El virus hallado en el veterinario holandés fallecido era el tipo H7N7, normalmente detectado en las aves. Es el mismo que ha infectado a otras 83 personas con una variante más suave de la enfermedad. En Hong Kong, entre 1997 y 1998, otro tipo de virus de gripe aviar, el H5N1, infectó por vez primera a los humanos, con 18 casos y seis muertes. En aquel brote se demostró que la vía de contagio había sido de ave a humanos, «lo que no es habitual ya que normalmente el virus salta del ave al cerdo y del cerdo al ser humano», puntualiza Gómez-Lucía.

En marzo de 1999, el tipo H9N2 fue aparentemente identificado (faltó la confirmación de un laboratorio), e infectó a cinco personas, que se recuperaron sin problemas. Más recientemente, en febrero de 2003, también en Hong Kong, el tipo H5N1 infectó a dos personas, una de ellas fallecida. La famosa gripe 'española' de 1918 era también una gripe aviar de origen asiático.

Hong Kong y China parecen ser zonas especialmente proclives a la gripe aviar. Se barajan razones como que podría ser un reservorio del virus y los cambios climáticos. También el comercio, ya que allí es habitual la venta de aves vivas. De hecho, y este es un dato esencial, el virus se ha venido detectando en aves periódicamente, pero no siempre afecta a personas.

Ahora, lo que más temen los expertos es que esto deje de ser así y el virus mute teniendo una superior afinidad o tropismo por las células humanas, lo que propagaría la infección entre la población y convertiría a cualquier persona infectada en agente portador. Es una hipótesis que de momento ha quedado descartada, pero preocupa. Lo que queda por determinar es la vía de contagio y si el cerdo ha jugado algún papel, cuestión que la Comisión Europea trasladaba a expertos de los Estados miembros. También la Comisión Europea y la OMS recomendaban protección profiláctica para los trabajadores de granjas en situación de riesgo. Mientras tanto, se está preparando un kit específico para la detección de H7N7, que estará a punto a mediados de mayo, informaba la OMS, y se está trabajando en el desarrollo de una vacuna para H7N7.

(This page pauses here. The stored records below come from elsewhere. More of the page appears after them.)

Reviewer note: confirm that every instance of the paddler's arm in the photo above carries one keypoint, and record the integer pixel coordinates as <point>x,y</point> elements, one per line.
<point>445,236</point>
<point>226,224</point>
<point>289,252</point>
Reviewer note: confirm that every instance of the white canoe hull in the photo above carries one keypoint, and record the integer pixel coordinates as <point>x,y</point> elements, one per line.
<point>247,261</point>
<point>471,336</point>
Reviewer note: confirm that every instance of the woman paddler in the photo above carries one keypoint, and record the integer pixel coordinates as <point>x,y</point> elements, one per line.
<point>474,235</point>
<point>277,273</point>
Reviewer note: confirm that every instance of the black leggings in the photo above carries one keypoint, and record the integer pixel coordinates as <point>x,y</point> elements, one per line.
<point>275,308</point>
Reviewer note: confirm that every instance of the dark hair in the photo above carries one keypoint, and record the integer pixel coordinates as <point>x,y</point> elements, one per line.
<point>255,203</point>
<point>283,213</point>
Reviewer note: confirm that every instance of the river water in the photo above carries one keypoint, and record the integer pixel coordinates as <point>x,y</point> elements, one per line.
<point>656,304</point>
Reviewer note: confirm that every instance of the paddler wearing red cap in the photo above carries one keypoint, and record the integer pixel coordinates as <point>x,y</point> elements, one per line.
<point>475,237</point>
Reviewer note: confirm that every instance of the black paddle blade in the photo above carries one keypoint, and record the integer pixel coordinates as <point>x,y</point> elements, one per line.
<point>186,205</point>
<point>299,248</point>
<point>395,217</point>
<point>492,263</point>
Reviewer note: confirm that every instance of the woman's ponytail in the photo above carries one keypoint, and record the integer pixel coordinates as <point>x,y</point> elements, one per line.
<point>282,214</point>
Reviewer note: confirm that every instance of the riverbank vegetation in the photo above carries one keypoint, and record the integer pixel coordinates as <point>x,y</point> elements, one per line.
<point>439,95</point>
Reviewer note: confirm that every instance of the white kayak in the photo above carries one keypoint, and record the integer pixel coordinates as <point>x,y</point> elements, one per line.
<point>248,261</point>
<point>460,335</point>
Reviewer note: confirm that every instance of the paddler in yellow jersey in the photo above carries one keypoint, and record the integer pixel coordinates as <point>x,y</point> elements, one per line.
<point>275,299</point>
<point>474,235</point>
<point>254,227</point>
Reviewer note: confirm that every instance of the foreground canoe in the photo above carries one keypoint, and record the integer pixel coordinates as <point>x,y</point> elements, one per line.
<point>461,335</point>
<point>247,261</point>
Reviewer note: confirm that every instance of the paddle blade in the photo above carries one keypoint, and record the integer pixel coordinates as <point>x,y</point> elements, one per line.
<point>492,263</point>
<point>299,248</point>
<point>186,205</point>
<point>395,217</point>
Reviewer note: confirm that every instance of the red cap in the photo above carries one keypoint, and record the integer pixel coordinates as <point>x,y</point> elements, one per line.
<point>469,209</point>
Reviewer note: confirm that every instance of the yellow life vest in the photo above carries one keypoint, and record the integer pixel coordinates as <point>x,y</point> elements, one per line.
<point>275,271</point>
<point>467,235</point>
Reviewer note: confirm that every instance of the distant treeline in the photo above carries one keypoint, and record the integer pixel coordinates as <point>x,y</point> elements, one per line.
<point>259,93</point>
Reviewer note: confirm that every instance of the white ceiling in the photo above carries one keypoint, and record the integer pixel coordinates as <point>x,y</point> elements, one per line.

LA MADRE DE TODAS LAS GRIPES

El virus de la gripe tiene ocho segmentos de ARN .Su cubierta más exterior incorpora las proteínas hemaglutinina (HA) y neuraminidasa (NA). Son las más infecciosas y las que determinan la patogenicidad de cada virus. «La gripe humana suele llevar los tipos 1, 2 y 3 de la proteína HA (H1, H2, y H3); y los tipos 1 y 2 de la NA (N1 y N2)», explica Esperanza Gómez-Lucía a consumaseguridad.com. En las aves, sin embargo, se hallan todos los tipos de ambas proteínas. Esto es lo que ha llevado a pensar que «el virus ancestral de la gripe se desarrolló primero en las aves y de ellas saltó a las otras especies».

«El peligro de brotes como el actual es que a largo plazo los virus que ahora son típicamente de aves se acostumbren a los receptores celulares humanos», detalla la viróloga, quien añade que la reciente secuenciación del genoma del pollo quizás pueda ayudar a comprender también este virus, su origen y su preferencia por las aves. ¿Hay alguna forma de evitar los brotes? El único sistema, por el momento, es «muestrear y controlar continuamente las poblaciones de las granjas, cosa que ya se hace», afirma. La buena noticia es que los brotes se controlan de forma bastante rápida, lo que puede impedir que el virus de gripe aviar mute y se extienda. El virus necesita tiempo para adaptarse, y cortar los brotes antes de que se adapte es, de momento, la mejor arma contra la hipotética mutación del virus.